2. Rust-Based Extensions
If writing raw C isn’t your cup of tea, you can now write PHP extensions in Rust (or even Zig). This lets you offload heavy, performance-sensitive parts of your application to safe, memory-efficient, compiled code. Rust, in particular, offers memory safety guarantees without sacrificing speed, which makes it a great fit for extensions that need to be both reliable and fast.
3. Go-Based Extensions with FrankenPHP
We’ve recently switched to FrankenPHP (after seeing it become officially supported by the PHP Foundation). Running PHP in FrankenPHP’s worker mode is impressively fast—sometimes over 4x faster in our benchmarks compared to traditional setups.
Even more exciting, a recent release introduced the ability to write PHP extensions in Go. This feature is something we are actively exploring because it would let us build high-performance APIs in Go and expose them seamlessly inside our PHP monolith. That way, we can combine the productivity of PHP with the raw speed of Go, without needing to split everything into separate services.
But Why Not Just Rewrite Everything in Go or Rust?

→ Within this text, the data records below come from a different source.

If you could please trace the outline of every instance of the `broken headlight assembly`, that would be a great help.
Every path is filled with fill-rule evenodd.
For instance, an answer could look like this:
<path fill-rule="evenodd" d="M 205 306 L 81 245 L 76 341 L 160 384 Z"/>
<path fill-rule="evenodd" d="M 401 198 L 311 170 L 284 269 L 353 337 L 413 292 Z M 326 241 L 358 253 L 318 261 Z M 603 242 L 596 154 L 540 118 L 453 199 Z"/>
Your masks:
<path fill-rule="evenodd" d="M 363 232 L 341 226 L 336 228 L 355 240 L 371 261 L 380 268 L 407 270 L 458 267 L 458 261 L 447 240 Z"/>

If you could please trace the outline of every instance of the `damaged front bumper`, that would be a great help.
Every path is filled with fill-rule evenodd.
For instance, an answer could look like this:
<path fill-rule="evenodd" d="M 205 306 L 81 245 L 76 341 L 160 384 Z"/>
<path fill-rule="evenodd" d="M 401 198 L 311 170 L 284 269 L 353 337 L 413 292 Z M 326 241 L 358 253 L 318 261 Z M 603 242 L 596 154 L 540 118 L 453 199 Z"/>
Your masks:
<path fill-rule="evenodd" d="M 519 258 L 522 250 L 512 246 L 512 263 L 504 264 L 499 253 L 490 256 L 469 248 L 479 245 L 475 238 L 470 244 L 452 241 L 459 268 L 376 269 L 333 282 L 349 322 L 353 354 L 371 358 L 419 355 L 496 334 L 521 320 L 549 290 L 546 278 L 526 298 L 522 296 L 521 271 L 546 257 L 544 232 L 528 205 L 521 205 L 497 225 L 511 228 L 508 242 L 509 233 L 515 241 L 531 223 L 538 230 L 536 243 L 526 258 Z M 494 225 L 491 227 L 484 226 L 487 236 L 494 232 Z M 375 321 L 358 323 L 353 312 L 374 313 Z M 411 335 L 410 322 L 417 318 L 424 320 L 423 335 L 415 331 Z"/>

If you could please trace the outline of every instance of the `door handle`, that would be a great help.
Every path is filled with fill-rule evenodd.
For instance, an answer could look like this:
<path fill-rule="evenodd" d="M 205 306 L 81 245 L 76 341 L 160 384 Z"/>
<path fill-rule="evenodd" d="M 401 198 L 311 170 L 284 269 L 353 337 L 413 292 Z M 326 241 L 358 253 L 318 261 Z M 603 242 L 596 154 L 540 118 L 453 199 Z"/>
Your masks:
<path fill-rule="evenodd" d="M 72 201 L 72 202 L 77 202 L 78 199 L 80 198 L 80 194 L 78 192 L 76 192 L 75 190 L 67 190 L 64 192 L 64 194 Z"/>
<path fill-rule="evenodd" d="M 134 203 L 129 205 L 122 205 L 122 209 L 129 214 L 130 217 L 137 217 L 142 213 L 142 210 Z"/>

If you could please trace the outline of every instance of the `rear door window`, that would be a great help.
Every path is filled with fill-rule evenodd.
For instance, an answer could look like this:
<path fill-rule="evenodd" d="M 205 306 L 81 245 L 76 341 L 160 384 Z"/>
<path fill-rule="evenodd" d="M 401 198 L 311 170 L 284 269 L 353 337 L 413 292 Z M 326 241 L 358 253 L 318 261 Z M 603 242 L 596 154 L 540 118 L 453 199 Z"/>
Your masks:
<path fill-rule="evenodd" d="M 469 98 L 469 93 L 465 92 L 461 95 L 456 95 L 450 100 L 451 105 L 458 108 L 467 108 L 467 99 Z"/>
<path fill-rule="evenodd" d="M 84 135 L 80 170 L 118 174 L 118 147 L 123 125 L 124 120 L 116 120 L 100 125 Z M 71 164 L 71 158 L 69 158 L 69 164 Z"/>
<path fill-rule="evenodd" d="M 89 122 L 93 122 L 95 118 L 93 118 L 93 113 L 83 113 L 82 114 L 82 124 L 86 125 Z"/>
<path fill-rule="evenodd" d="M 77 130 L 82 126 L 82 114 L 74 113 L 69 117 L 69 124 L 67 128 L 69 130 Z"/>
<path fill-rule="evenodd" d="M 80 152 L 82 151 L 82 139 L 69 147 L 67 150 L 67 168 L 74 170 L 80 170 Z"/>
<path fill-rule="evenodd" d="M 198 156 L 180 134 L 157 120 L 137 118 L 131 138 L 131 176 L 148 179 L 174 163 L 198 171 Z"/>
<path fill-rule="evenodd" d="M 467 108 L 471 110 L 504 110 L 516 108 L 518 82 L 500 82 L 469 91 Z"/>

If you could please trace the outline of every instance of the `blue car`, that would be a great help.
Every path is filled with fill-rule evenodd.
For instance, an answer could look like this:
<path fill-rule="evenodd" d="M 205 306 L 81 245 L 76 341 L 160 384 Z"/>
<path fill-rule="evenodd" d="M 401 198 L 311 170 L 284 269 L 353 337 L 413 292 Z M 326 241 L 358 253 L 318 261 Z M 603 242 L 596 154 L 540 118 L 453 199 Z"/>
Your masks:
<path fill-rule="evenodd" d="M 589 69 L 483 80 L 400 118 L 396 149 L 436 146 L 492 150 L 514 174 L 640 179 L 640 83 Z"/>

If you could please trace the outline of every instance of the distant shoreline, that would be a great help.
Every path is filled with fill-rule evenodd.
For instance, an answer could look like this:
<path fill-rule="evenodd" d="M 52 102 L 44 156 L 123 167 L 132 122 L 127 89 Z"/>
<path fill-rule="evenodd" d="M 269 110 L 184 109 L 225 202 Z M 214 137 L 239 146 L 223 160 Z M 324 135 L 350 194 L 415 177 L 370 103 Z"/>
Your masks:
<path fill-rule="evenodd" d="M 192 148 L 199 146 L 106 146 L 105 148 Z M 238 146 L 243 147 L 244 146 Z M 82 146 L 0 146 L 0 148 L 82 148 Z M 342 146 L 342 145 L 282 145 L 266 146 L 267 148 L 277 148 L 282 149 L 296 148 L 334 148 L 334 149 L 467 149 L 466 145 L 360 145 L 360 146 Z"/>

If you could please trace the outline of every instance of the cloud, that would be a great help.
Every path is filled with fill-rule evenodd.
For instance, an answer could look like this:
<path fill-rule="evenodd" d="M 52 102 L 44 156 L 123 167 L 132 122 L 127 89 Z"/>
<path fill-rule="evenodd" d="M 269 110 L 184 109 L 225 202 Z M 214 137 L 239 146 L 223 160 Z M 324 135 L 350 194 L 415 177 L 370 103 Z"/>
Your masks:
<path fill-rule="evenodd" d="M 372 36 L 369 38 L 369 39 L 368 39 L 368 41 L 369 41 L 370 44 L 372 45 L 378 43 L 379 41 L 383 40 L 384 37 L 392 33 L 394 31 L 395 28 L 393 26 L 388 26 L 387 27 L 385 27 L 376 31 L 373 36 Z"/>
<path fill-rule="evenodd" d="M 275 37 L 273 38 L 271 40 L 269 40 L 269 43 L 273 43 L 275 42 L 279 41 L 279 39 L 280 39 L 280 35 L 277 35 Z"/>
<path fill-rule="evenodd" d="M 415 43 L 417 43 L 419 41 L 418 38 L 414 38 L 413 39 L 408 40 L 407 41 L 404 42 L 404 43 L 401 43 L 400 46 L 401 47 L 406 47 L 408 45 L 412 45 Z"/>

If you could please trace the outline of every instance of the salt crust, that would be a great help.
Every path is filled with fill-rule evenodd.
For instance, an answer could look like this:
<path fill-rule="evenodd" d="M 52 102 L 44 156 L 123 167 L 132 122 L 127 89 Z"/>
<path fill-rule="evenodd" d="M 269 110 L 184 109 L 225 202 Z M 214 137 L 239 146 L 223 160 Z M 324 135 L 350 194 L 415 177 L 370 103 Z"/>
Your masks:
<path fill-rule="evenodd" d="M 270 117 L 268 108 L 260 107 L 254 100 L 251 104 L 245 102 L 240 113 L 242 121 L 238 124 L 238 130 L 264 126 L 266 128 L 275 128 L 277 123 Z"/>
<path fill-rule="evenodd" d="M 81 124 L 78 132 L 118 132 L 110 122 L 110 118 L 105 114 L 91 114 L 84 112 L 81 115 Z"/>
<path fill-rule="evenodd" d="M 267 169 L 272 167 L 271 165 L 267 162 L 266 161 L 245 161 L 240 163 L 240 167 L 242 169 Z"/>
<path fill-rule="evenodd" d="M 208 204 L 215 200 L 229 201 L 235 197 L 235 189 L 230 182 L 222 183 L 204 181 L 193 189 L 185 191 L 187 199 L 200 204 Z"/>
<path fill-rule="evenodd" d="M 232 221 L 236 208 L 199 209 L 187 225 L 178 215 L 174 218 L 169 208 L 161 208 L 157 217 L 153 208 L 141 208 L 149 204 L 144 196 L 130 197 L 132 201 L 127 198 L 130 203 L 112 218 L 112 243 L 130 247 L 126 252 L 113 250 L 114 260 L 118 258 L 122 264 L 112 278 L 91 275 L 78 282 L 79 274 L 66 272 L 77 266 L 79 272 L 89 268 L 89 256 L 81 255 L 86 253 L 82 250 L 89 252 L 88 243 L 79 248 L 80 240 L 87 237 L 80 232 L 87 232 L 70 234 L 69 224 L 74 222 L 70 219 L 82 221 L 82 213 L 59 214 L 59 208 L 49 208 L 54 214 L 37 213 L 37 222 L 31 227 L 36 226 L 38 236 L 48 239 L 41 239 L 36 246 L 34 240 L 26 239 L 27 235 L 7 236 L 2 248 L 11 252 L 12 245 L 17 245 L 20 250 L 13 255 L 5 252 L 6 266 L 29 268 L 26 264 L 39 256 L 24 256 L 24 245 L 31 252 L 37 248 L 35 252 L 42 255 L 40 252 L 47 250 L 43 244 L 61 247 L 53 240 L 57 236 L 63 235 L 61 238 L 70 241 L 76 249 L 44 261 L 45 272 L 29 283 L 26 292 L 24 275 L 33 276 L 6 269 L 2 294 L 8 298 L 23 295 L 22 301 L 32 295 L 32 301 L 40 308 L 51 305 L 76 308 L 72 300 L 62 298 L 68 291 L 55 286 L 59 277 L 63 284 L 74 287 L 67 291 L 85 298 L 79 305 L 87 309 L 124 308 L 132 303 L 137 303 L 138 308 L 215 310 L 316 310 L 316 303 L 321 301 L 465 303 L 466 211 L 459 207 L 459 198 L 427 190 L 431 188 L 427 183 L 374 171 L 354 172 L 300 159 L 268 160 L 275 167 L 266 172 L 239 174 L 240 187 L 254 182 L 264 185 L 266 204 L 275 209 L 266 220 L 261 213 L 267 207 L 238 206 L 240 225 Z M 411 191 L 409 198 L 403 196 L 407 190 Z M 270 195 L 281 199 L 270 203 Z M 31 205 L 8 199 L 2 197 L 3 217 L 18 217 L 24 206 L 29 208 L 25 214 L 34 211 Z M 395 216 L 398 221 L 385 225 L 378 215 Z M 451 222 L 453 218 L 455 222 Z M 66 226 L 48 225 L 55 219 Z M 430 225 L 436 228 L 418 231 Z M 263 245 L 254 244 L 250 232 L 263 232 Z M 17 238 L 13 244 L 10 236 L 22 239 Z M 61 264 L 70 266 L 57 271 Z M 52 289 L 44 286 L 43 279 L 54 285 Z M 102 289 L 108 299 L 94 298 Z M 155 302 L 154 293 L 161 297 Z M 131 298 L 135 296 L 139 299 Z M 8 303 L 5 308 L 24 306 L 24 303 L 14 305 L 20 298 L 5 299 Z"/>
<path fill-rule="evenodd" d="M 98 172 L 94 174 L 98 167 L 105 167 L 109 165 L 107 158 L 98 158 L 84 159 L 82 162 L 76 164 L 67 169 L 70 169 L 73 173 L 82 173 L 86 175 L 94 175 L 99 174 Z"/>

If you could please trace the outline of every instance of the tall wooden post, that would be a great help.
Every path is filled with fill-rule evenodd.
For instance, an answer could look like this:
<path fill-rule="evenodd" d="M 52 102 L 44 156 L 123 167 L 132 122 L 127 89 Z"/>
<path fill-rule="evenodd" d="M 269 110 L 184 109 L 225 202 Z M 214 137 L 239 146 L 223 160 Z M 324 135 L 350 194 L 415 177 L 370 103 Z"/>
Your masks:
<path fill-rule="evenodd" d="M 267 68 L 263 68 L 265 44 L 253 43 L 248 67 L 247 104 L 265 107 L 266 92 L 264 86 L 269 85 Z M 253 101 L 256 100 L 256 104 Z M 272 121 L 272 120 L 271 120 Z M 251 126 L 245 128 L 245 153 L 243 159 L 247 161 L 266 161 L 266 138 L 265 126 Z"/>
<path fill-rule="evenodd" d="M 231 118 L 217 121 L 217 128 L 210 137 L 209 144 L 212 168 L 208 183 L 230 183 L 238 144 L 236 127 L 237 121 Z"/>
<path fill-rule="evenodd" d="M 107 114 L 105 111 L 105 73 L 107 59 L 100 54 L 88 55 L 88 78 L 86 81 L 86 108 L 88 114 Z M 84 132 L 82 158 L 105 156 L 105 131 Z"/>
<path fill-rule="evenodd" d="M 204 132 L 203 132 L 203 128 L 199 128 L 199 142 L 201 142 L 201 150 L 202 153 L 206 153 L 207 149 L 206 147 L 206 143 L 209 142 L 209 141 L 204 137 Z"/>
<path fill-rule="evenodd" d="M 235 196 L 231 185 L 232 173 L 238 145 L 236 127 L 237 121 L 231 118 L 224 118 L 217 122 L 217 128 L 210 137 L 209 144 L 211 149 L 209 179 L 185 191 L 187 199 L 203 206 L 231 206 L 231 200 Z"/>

It’s a fair question—and one we’ve asked ourselves too. There are two main reasons why we don’t simply migrate the entire backend:
1. Rewriting is costly. Many applications are already large and stable. Rewrites are risky, time-consuming, and often introduce more problems than they solve. In most scenarios, a rewrite should be the very last option.
2. PHP is still a great fit. For the majority of the application, PHP does the job well. It’s fast enough, developer-friendly, and supported by a large ecosystem. For those few cases where you truly need maximum performance, you can now selectively write parts in Go or Rust as extensions—rather than rewriting the entire system.
In short, the modern PHP ecosystem gives us the best of both worlds: the ability to build quickly and confidently in PHP, while still having powerful options (C, Rust, Go) for performance-critical parts. This hybrid approach lets us stay productive without sacrificing speed where it matters most.